Child's history predated that of the Bank of England and for over 100 years it had been owned by the Earl of Jersey. Following the death of Lord Jersey, the executors were told that the Bank of England would not permit a sale to one of the Big Five. Glyn's, the largest private bank and the sole survivor of the private banks in the Clearing House, seemed the most desirable association.

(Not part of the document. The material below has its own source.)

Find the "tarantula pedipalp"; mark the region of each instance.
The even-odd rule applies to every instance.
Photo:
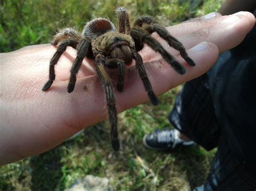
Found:
[[[156,32],[170,46],[179,51],[181,56],[190,66],[194,66],[195,63],[188,56],[182,44],[171,36],[164,26],[156,22],[152,17],[140,16],[131,28],[129,13],[125,9],[118,8],[116,10],[116,13],[118,18],[118,31],[109,19],[98,18],[87,23],[82,33],[72,28],[67,28],[59,31],[54,36],[52,44],[57,45],[59,43],[59,44],[50,62],[49,80],[43,88],[43,91],[50,88],[55,80],[55,66],[68,46],[77,50],[77,56],[70,70],[68,86],[69,93],[71,93],[74,89],[76,74],[84,58],[95,59],[96,72],[103,87],[107,105],[112,145],[114,150],[117,151],[119,148],[119,142],[116,100],[111,79],[105,70],[105,67],[117,68],[117,89],[119,91],[122,91],[125,66],[131,64],[132,59],[134,59],[136,68],[150,100],[153,104],[157,105],[158,100],[147,77],[142,58],[138,53],[143,48],[144,44],[146,43],[154,51],[159,52],[179,74],[184,74],[185,70],[158,41],[151,37],[151,34]]]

===Purchased by Royal Bank of Scotland===
In 1932, the original buildings were replaced by a new building, designed by Sir Herbert Baker. The approach of the Second World War threatened the viability of the private bank with the prospect of casualties and death duties straining capital resources. In 1939 the partners agreed to the bank's sale to the Royal Bank of Scotland. Glyn Mills continued to trade separately, even to the point of acquiring the banking businesses of the British Overseas Bank and Anglo-International Bank in 1944, and of A Ruffer & Sons in 1946. However, in 1969 the Royal Bank of Scotland was restructured and the holding company's subsidiaries in England and Wales (Glyn, Mills & Co., Williams Deacon's Bank, and the English and Welsh branches of The National Bank) were merged to form Williams & Glyn's Bank.